1.3 Tujuan dan Manfaat Penelitian Berdasarkan permasalahan yang ada, maka yang menjadi tujuan penelitian ini adalah untuk mengetahui: 1. pengaruh variabel-variabel seperti jumlah tenaga kerja, modal operasional (energi listrik dan nilai bahan baku) yang digunakan serta nilai modal tetap
14
(mesin dan kendaraan operasional) yang dimiliki terhadap nilai produksi industri pakaian jadi di Provinsi Jawa Tengah; 2. nilai elastisitas dari masing-masing variabel tersebut di atas; 3. skala hasil (returns to scale) faktor-faktor produksi industri pakaian jadi.
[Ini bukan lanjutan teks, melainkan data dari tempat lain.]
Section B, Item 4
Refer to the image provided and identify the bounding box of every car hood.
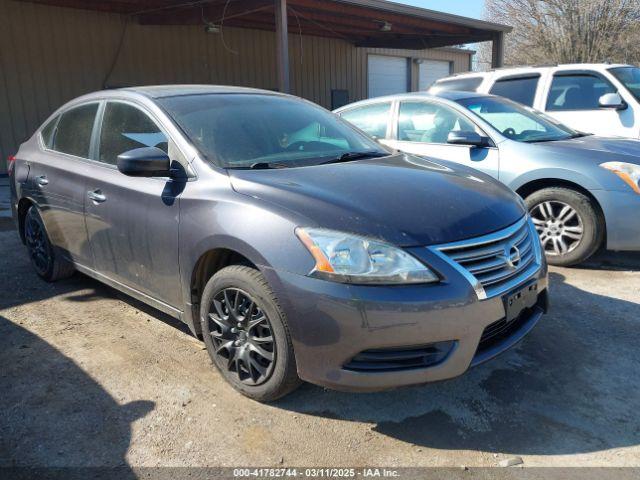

Penelitian ini diharapkan akan memberikan manfaat, di antaranya adalah sebagai berikut: 1. bagi Kementerian Perindustrian, sebagai masukan dalam merumuskan kebijakan dalam pembinaan industri yang akan datang; 2. bagi Pemerintah Daerah, sebagai bahan masukan dan pertimbangan guna merumuskan arah, strategi dan kebijakan pembangunan daerah yang tepat dalam rangka peningkatan produksi pakaian jadi di masa yang akan datang. 3. Bagi peneliti, sebagai bahan informasi dan referensi penelitian lebih lanjut guna memperkaya kajian tentang faktor-faktor dalam fungsi produksi.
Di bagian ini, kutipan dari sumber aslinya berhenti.